Not even so much a mental health thing, but rather that artists are these mystical beings that create only when muse and inspiration strikes. That's far from the truth, at least for me and a lot of my friends that work in the industry. In actuality, it's about showing up, creating daily. Interestingly, the routine fuels and gives even more creativity — topics to write about, melodies, perspectives. Creativity flourishes, it's not a finite resource.
If I could give advice to my younger self about balancing creativity and mental health… I’d say I’m still figuring it out. Still searching for my own work-life balance — be it a creative one, or the more music-business aspect. I don't have much downtime.
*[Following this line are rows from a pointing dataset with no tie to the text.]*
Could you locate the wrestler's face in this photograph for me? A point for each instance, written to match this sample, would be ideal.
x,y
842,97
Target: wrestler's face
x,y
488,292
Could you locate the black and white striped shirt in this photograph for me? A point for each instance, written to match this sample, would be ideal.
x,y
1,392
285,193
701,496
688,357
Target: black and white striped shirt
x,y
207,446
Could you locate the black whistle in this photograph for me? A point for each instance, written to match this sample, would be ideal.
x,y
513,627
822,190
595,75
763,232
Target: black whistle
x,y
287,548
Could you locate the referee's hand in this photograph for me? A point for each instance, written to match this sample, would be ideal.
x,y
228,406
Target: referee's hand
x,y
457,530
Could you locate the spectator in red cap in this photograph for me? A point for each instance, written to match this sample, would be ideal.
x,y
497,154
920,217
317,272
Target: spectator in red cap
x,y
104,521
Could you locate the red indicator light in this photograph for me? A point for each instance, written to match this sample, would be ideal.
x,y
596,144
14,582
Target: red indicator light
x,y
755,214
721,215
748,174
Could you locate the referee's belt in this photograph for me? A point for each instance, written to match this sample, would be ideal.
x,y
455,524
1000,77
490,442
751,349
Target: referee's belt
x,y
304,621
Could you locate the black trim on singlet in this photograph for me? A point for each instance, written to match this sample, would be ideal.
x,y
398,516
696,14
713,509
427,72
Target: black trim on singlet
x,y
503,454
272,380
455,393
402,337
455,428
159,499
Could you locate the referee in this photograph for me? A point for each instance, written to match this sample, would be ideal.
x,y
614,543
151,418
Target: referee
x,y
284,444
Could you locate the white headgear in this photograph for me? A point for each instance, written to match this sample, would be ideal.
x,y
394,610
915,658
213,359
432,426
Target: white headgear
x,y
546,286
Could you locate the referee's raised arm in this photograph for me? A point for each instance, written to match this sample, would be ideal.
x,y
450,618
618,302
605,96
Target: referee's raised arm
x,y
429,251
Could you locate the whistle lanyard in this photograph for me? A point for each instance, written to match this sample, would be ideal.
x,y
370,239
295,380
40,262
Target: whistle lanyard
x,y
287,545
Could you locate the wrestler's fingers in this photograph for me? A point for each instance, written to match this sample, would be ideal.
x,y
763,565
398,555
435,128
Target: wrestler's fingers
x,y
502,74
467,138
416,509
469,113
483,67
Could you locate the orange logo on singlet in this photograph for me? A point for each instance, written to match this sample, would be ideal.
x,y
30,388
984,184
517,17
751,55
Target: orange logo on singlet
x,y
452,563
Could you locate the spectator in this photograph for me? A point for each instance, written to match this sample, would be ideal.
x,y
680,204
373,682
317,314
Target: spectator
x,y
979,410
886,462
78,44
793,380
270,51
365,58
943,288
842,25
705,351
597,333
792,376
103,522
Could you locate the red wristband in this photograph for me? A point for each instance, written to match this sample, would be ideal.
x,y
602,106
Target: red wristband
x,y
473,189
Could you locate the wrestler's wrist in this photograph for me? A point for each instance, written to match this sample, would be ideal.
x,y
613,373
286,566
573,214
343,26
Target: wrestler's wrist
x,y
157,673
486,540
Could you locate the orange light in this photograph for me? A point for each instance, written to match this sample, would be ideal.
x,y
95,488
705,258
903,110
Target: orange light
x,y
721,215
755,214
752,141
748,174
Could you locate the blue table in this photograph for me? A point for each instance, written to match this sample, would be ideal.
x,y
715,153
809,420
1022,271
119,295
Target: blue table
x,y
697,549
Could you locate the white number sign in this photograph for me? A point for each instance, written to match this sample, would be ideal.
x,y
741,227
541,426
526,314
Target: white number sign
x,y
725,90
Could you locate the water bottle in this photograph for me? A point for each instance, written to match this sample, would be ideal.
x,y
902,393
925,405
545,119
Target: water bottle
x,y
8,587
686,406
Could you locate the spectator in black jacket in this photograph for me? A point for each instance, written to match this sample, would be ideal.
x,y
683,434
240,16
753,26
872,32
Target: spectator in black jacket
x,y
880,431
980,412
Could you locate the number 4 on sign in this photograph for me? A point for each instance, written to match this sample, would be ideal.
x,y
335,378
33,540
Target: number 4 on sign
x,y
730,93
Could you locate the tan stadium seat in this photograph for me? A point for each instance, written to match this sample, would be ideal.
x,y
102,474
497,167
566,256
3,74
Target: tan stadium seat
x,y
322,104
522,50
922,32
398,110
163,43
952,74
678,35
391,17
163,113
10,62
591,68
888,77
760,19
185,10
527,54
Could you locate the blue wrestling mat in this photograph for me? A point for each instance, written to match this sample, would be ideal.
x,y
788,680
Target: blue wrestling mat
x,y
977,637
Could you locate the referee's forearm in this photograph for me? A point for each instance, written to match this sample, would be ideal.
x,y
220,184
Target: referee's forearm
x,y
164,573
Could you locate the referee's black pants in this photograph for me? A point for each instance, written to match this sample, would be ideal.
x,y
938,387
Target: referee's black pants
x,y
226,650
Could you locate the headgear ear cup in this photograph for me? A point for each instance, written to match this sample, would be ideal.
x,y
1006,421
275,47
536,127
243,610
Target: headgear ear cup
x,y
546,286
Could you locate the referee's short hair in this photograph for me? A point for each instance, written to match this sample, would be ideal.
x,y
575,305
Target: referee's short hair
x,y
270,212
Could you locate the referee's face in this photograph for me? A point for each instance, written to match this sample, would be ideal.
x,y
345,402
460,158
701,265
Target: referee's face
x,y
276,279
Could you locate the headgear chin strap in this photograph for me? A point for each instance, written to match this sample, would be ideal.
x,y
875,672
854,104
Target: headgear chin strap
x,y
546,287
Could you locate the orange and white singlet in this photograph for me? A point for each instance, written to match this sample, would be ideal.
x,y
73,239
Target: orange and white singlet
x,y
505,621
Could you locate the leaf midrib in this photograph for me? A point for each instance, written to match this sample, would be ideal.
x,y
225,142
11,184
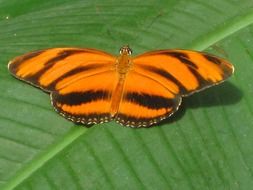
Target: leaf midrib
x,y
233,25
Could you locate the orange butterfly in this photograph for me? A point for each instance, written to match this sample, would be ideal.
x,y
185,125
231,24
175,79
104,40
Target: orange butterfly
x,y
90,86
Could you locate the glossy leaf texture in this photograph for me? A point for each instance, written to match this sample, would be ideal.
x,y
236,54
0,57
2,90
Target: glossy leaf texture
x,y
205,145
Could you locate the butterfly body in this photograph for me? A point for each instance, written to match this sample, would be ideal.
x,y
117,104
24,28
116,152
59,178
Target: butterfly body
x,y
90,86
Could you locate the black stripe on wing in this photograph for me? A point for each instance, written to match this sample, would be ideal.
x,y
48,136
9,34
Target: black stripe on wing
x,y
51,62
163,73
71,73
149,101
14,64
78,98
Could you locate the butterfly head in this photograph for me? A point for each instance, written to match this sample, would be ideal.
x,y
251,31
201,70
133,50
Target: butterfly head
x,y
125,50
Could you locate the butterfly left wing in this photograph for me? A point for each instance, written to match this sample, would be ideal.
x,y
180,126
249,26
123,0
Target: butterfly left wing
x,y
80,81
182,71
47,69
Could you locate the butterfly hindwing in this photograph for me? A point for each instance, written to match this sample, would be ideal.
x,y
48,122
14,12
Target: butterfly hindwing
x,y
182,71
145,101
87,100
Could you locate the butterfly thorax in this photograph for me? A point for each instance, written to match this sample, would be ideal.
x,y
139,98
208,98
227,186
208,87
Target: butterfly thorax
x,y
123,63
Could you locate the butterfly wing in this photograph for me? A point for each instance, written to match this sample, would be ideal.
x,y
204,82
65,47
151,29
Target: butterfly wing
x,y
182,71
145,101
48,68
158,79
80,81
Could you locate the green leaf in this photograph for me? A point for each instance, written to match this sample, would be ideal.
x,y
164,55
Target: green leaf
x,y
207,144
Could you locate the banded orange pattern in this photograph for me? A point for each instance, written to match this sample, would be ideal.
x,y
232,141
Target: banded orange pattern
x,y
90,86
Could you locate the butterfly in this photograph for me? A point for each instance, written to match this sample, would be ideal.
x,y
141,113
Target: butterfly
x,y
90,86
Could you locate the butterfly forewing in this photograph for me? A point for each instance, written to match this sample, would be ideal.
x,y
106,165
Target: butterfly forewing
x,y
47,69
80,81
183,72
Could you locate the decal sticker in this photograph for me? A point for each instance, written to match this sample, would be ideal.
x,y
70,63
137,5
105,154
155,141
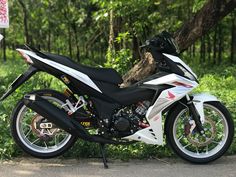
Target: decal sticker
x,y
170,96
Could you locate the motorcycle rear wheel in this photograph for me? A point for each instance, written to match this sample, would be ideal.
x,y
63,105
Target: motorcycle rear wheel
x,y
36,141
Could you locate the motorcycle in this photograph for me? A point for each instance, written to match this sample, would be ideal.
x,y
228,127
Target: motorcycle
x,y
46,123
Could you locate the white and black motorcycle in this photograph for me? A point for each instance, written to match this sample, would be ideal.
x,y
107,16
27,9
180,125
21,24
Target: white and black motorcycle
x,y
46,123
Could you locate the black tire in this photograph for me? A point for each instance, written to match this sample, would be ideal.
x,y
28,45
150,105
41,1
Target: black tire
x,y
22,143
182,152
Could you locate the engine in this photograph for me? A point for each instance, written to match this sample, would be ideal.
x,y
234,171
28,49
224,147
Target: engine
x,y
129,119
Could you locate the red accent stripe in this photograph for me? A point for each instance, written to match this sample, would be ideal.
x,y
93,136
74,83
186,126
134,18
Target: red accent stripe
x,y
182,84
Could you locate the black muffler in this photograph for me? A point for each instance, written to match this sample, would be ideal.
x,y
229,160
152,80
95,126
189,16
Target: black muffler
x,y
60,118
56,115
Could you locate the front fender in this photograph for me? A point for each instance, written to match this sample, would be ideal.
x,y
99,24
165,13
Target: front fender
x,y
199,99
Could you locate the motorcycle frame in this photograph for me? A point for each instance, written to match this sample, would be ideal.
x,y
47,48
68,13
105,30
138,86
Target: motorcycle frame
x,y
178,88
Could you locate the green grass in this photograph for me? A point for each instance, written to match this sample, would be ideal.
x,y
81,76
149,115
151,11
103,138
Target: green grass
x,y
219,81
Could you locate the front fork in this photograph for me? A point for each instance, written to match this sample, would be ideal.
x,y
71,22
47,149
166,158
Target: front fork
x,y
195,115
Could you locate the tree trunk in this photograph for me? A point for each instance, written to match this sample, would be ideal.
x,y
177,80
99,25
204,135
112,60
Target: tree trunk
x,y
209,49
111,33
69,41
135,47
233,40
206,18
25,16
203,51
220,45
215,46
4,46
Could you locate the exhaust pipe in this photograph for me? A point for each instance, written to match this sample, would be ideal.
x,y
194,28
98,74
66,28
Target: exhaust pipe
x,y
56,115
60,118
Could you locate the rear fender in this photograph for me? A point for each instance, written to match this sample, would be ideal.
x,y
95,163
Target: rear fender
x,y
19,81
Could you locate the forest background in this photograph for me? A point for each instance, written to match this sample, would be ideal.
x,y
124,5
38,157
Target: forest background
x,y
108,34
I feel like I live in it. My partner is also a musician, so it's a constant — but I don't mind it!».
Talking to Aiko didn’t feel like an interview. It felt like a quiet, honest check-in with someone who’s learning, like all of us, how to stay afloat while doing the thing she loves.
What she shared — and how openly she shared it — reminded me why conversations like this matter. Because while we praise artists for their vulnerability, we often forget the cost of being open in public. It’s crucial that creatives speak about what’s really going on — not just the process, but the pressure, the loneliness, the emotional labor.
This helps dismantle the old myth that art has to come from suffering. That the more broken you are, the better the work. That drama fuels genius. It doesn’t.
With the rise of social media, pressure is everywhere — and it affects everyone. Public figures read everything said about them. Viewers, followers, random commenters aren’t just watching the creative process anymore — they’re actively shaping it. That’s why we need more awareness on both sides of the screen.
Yes, artists need emotional resilience — but not to survive abuse. They need it to do their job well. To keep creating. To stay connected to the reason they started in the first place.
And we, as the audience, need to take some responsibility too. Not to turn someone else’s honesty into a punching bag. There’s always a real human behind the username. And caring for mental health isn’t just about “how I feel” — it’s also about “how I make others feel.”
That’s why we publish pieces like this. Not to romanticize pain. But to notice it.
Hold space for it. And remind each other: being human is not a flaw — it’s the point.
That, I think, is the real takeaway.